Линли явно начал терять терпение. Дебора услышала в его тоне сходство с тоном Саймона. Как они всё-таки похожи между собой… Вся разница — только внешняя.

— Что? — резко произнесла она.

— Я сегодня утром уезжаю в Лондон. Потому и звоню. Но мне хотелось бы задержаться в Милнторпе, поехать за тобой когда ты будешь возвращать машину в прокатный пункт, а потом забрать тебя с собой в Лондон.

— Потому что ты мне не доверяешь и не хочешь, чтобы я осталась здесь?

— Скорее мне хотелось бы иметь компанию, — возразил Линли. — Дорога-то долгая.

— Она сказала, что никогда не была суррогатной матерью, Томми.

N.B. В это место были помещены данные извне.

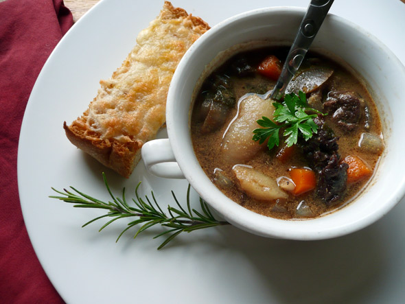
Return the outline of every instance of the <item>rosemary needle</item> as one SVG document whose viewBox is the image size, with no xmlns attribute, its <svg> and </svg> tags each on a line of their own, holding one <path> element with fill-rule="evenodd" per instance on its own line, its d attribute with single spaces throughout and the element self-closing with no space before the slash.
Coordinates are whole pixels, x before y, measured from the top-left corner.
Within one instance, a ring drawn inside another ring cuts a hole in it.
<svg viewBox="0 0 405 304">
<path fill-rule="evenodd" d="M 132 228 L 137 229 L 134 238 L 145 231 L 146 230 L 155 226 L 160 225 L 165 228 L 163 231 L 159 233 L 154 239 L 165 236 L 166 238 L 163 242 L 158 247 L 159 249 L 163 248 L 167 243 L 172 240 L 182 232 L 192 232 L 195 230 L 202 229 L 216 226 L 229 224 L 227 222 L 218 221 L 212 215 L 209 207 L 207 203 L 200 198 L 200 204 L 201 211 L 198 211 L 192 209 L 190 205 L 190 185 L 189 185 L 187 191 L 187 211 L 178 202 L 174 193 L 172 191 L 172 195 L 176 202 L 176 207 L 167 206 L 167 214 L 166 214 L 159 204 L 158 204 L 153 191 L 152 194 L 152 201 L 148 196 L 142 199 L 138 194 L 138 189 L 141 183 L 135 188 L 135 198 L 132 201 L 135 204 L 130 206 L 127 202 L 125 196 L 125 188 L 122 190 L 121 198 L 115 196 L 111 191 L 106 176 L 103 172 L 103 180 L 106 185 L 112 201 L 108 202 L 103 202 L 95 198 L 90 196 L 76 188 L 71 187 L 71 190 L 64 189 L 63 191 L 58 191 L 51 188 L 55 192 L 60 196 L 50 196 L 49 198 L 56 198 L 65 202 L 74 204 L 74 207 L 78 208 L 95 208 L 105 209 L 107 213 L 103 215 L 97 217 L 86 223 L 82 227 L 104 218 L 113 218 L 104 225 L 101 226 L 99 231 L 101 231 L 107 226 L 113 222 L 126 218 L 135 218 L 135 219 L 129 222 L 127 226 L 118 235 L 117 240 L 118 242 L 122 235 Z M 137 226 L 138 224 L 142 224 L 140 227 Z"/>
</svg>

И если она только то и собирается сделать, что передать Алатее яйцеклетку, почему прямо так и не сказать? Почему не сказать, что ей не хочется говорить об этом?

— Понятия не имею. Да это и неважно. Никакого значения не имеет. Ян Крессуэлл погиб по собственной вине, вот и всё. Он знал о расшатавшихся камнях на причале в лодочном доме. Но проявил неосторожность. Вот и всё, Деб, и никакие женщины из Ланкастера ничего тут не изменят. Так что вопрос вот какой: почему ты не хочешь всё это бросить? Но думаю, мы оба знаем ответ.